Boris Johnson is dashing to Brussels for dinner with European Commission President Ursula von der Leyen, hoping for an early Christmas present: a Brexit deal.
With deadlock after months of talks between UK and EU negotiators, the prime minister is aiming for an 11th-hour breakthrough in what could be a make-or-break meeting.
Mr Johnson will fly to Brussels from RAF Northolt after Prime Minister’s Questions and following a three-course dinner with Ms von der Leyen he will return to London the same evening.
The dinner is effectively the last chance for a Brexit deal, after talks between the UK’s negotiator Lord Frost and the EU’s Michel Barnier – who said the chance of a deal was now “very slim” – appeared to have run their course.
Failure to achieve a breakthrough at the dinner would make a no-deal Brexit, which Mr Johnson claims he wants to avoid, much more likely, with some European leaders believed to be running out of patience.
Announcing the dinner date, Ms von der Leyen tweeted: “I look forward to welcoming UK prime minister Boris Johnson tomorrow evening. We will continue our discussion on the partnership agreement.”
But ahead of the dinner, a UK government source downplayed expectations, claiming: “It’s clear that some political impetus will be required for the talks to make any more progress.
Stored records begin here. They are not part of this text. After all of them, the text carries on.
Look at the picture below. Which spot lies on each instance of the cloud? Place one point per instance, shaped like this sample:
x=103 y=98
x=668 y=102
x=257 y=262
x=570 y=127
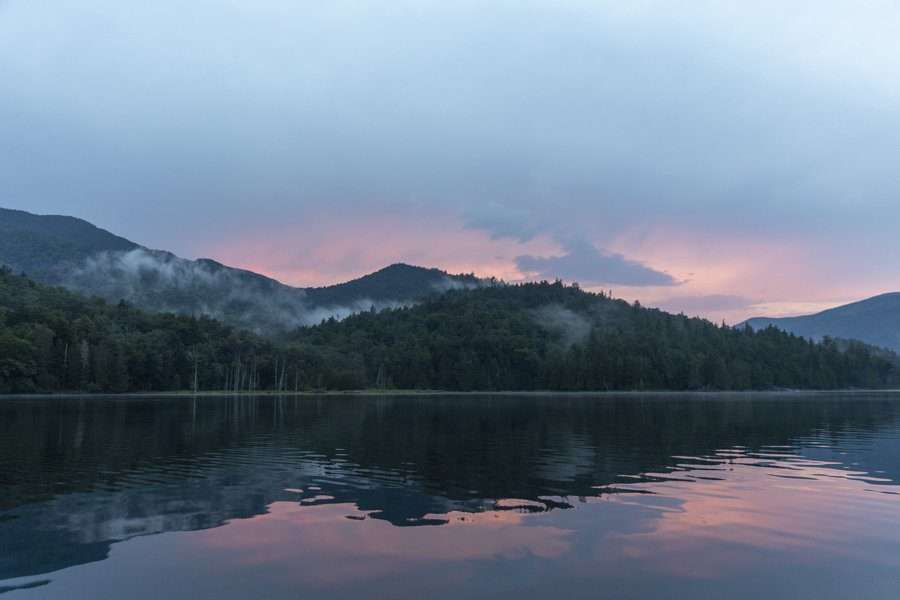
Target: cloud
x=706 y=303
x=584 y=263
“If we can make progress at a political level it may allow Lord Frost and his team to resume negotiations over the coming days.
“But we must be realistic that an agreement may not be possible as we will not compromise on reclaiming UK sovereignty.”
Although Mr Johnson earlier said “hope springs eternal”, the remaining issues standing in the way of a trade deal are fishing rights, level playing field guarantees and the governance of any deal.
There had been suggestions that Mr Johnson was keen to travel to Brussels on Thursday or Friday so he could also hold face-to-face meetings with top EU power brokers Angela Merkel and Emmanuel Macron.
But it is thought Ms von der Leyen was opposed to that idea and did not want Mr Johnson and the Brexit dispute disrupting and overshadowing discussions at the two-day summit of the EU’s 27 leaders.
Instead, she is expected to brief the leaders during the summit on her talks with Mr Johnson and if there is progress at the dinner, negotiations between Lord Frost and Mr Barnier could resume on Friday.
The European Commission’s chief spokesman, Eric Mamer said Mr Johnson and Ms von der Leyen would not be sealing a deal but trying to find reason to “move forward hopefully with negotiations, which could hopefully continue after that”.
“This is uncharted territory,” he said. “We’ll have to see how this meeting goes.”
Earlier, briefing EU foreign ministers, Mr Barnier said: “We are close to the moment of needing urgent measures which means a contingency plan for no deal.
“The basis of our future cooperation with the UK is more important than rushing now. We cannot sacrifice our long-term interests for short-term political goals.”
But the prospects of a breakthrough at the dinner received a boost when the Cabinet Office Minister Michael Gove announced a deal on post-Brexit arrangements for the Irish border.
After talks with Maros Sefcovic, the commission’s vice-president, in Brussels on Monday, Mr Gove announced that the government will drop parts of the UK Internal Market Bill that break international law.
Welcoming the agreement on the so-called Northern Ireland Protocol, Mr Sefcovic said: “I hope this will create positive momentum for the discussions on the free trade agreement.
“We’re still very far apart and we’re not hiding this from anyone. We’ve removed one big obstacle from the way and I hope we will see the positive results also coming from this very complex negotiations.”
Mr Gove said: “We have reached stability and security for Northern Ireland. It was always very important to make sure there’s no border infrastructure between Ireland and Northern Ireland. That’s guaranteed.
“What we’ve also been able to do is make sure there are no tariffs or costs for business in Northern Ireland and also we will be able to ensure unfettered access for goods which come from Northern Ireland to the UK.
“And that means businesses in Northern Ireland have the opportunity to enjoy the best of both worlds, access to the European single market because there’s no infrastructure on the island of Ireland and at same time unfettered access to the rest of the UK market.”
Asked why England, Scotland and Wales could not have the best of both worlds, Mr Gove said: “Northern Ireland is in a unique situation. The only land border the UK has with the EU is on the island of Ireland.”
The dinner will be the PM’s first official visit to Brussels since October 2019 when he clinched his EU Withdrawal Agreement, which he hailed as an “oven-ready deal” in the general election campaign a few weeks later.
But Brussels is the city where Mr Johnson made his name as a journalist for The Daily Telegraph, writing stories which included claiming the EU wanted to ban prawn cocktail crisps, bent bananas and curved cucumbers and harmonize the size of condoms throughout Europe.
In one front-page Telegraph story, the future PM claimed the European Commission’s Berlaymont headquarters would be blown up by the end of 1991.
Three decades later, not only is the renovated Berlaymont still standing, it is the venue for Mr Johnson’s dinner with Ursula von der Leyen.